A few weeks ago I wrote about online training’s dirty little secret: abandonment. Now it’s time to take on the proud tradition of instructor-led training. ILT is the foundation upon which all instruction rests. We’ve been putting teachers in front of classes for centuries to lecture, explain, remediate, share experiences, quiz and inspire.
So what’s the problem? It’s the “I” in "ILT."
Now, before I’m pummeled by the “if you can read this, thank a teacher” crowd, please understand I’m not denigrating teachers or suggesting they don’t play an important role. I’m just suggesting that the instructor model has a flaw, and being aware of it is the first step in mitigating the problem.
Specifically, the problem is the lack of consistency in instruction caused by the instructor variable. In other words, the presentation of the curriculum will vary from one instructor to another, and even from one presentation to another by the same instructor. In some ways, that’s also the greatest benefit of ILT: The instructor can make a difference. A great teacher can inspire a class or make the most difficult lesson understandable. But a less gifted teacher—or even one having a difficult day—just as easily can miss the mark, or worse yet, stray from the curriculum and introduce inaccuracies or misconceptions.

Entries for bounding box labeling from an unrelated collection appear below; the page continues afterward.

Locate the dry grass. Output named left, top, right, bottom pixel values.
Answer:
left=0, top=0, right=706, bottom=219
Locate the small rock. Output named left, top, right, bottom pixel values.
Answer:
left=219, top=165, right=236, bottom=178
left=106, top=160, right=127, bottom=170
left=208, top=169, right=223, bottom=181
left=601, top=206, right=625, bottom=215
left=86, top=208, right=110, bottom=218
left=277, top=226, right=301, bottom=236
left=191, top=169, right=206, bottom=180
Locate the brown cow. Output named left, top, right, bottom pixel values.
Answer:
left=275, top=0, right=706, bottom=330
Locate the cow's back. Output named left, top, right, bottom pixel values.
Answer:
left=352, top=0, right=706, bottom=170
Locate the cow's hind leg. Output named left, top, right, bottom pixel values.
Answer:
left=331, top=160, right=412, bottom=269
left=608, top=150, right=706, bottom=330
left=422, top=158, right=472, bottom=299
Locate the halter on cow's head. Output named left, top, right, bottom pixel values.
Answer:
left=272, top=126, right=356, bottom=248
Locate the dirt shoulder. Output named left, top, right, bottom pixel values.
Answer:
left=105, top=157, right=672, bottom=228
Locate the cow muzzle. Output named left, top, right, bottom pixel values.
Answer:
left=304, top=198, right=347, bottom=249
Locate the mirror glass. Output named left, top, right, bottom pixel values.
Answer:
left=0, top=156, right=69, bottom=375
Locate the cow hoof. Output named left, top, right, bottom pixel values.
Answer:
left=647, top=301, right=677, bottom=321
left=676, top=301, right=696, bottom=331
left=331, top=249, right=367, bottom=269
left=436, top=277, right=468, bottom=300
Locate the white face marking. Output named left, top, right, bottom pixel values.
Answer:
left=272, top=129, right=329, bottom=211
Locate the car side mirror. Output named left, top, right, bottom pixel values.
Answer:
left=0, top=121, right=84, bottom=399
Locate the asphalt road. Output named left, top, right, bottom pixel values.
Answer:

With ILT, it’s nearly impossible to ensure that every class will be presented with exactly the same material exactly the same way. Maybe that’s OK if it’s a literature class and there are multiple interpretations of the content, and the objective is to stimulate creative thinking. But it’s not OK if you’re teaching compliance and success is determined by whether every member of the class has a clear understanding of a predetermined set of issues and facts.
Self-directed online learning may have its faults, but consistent presentation isn’t one of them. The course plays the same way for all students; they see and hear the same information presented identically. And there are times when that’s not only important but critical to achieving the outcome your learning program requires.
I find that classroom instructors often have the most difficult time understanding the value and benefits of online learning. They can’t imagine an online course being as effective as they are. They may be blinded by years of students telling them how much they enjoyed the class. That’s great, but if you measure your success by how good students make you feel, you’re using a different measuring stick than I am.
To me, presenting the curriculum—whether by a live instructor or online—isn’t about performance; it’s about consistency. If you’ve carefully designed the curriculum and it includes exactly what needs to be learned to achieve the learning objectives, then the presentation is about delivering the curriculum so the objectives can be realized. If you do that in a way that is engaging, fun, inspiring and lasting, then it’s more likely that you’ll accomplish the learning objectives. So the presentation is important, but it must be done well. And, while both ILT and online instruction can also deliver curriculum consistently, it's much more challenging to do when human beings are doing the instruction live.
All right, now it’s time to pummel me with stories of how a teacher changed your life. I’ve got some of those, too.